- Merton Street
Merton Street is a historic and picturesque cobbled lane in central Oxford, England. It joins the High Street at its northeastern end, between the Ruskin School of Drawing & Fine Art (together with the Examination Schools) and the Eastgate Hotel at the historic east gate of the city. It then runs east-west, parallel and to the south of the High Street for most of its length.
Merton College, one of Oxford's older colleges, is situated to the south of the street. To the west of Merton, Corpus Christi College, one of Oxford's smallest colleges, also fronts onto the street. At the very western end, actually in Oriel Square, is an entrance to Christ Church, Oxford's largest college. At the eastern end can be found the notorious 'Pink House', as well as an entrance to University College.
Logic Lane (through University College, which backs onto the street) and Magpie Lane, both narrow lanes, lead off the street to the north. Also located here is the Merton Street tennis court, a rare example of an extant real tennis court. To the south is Merton Grove (opposite Magpie Lane), providing pedestrian access between Merton College and Corpus Christi College to Christ Church Meadow to the south.
The street occasionally gets repaired incompetently by Oxford City Council using Asphalt, as reported in the Oxford Mail.
The part of modern-day Merton Street adjoining the High Street used to be known as Coach & Horses Lane, named after a public house on the west side of the lane.

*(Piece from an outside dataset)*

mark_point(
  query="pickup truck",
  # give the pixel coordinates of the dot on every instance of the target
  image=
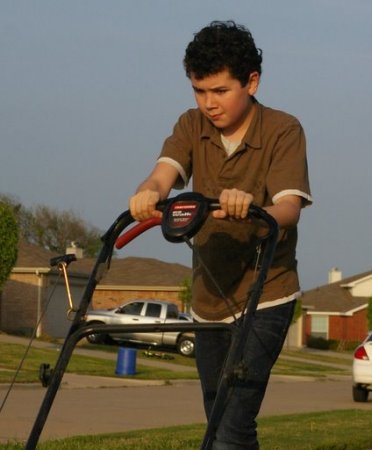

From the early 18th to the late 19th century, it became known as King Street.
The rest of the street (the part running east-west) was originally known as St John Baptist's Street, named after the church which is now Merton College's chapel. In 1751, the whole street had become King Street, but by 1772 just the east-west part was called Merton Street. The entire street became known as Merton Street only in the 20th century.
The academic and author J. R. R. Tolkien had rooms in Merton Street towards the end of his life in the early 1970s.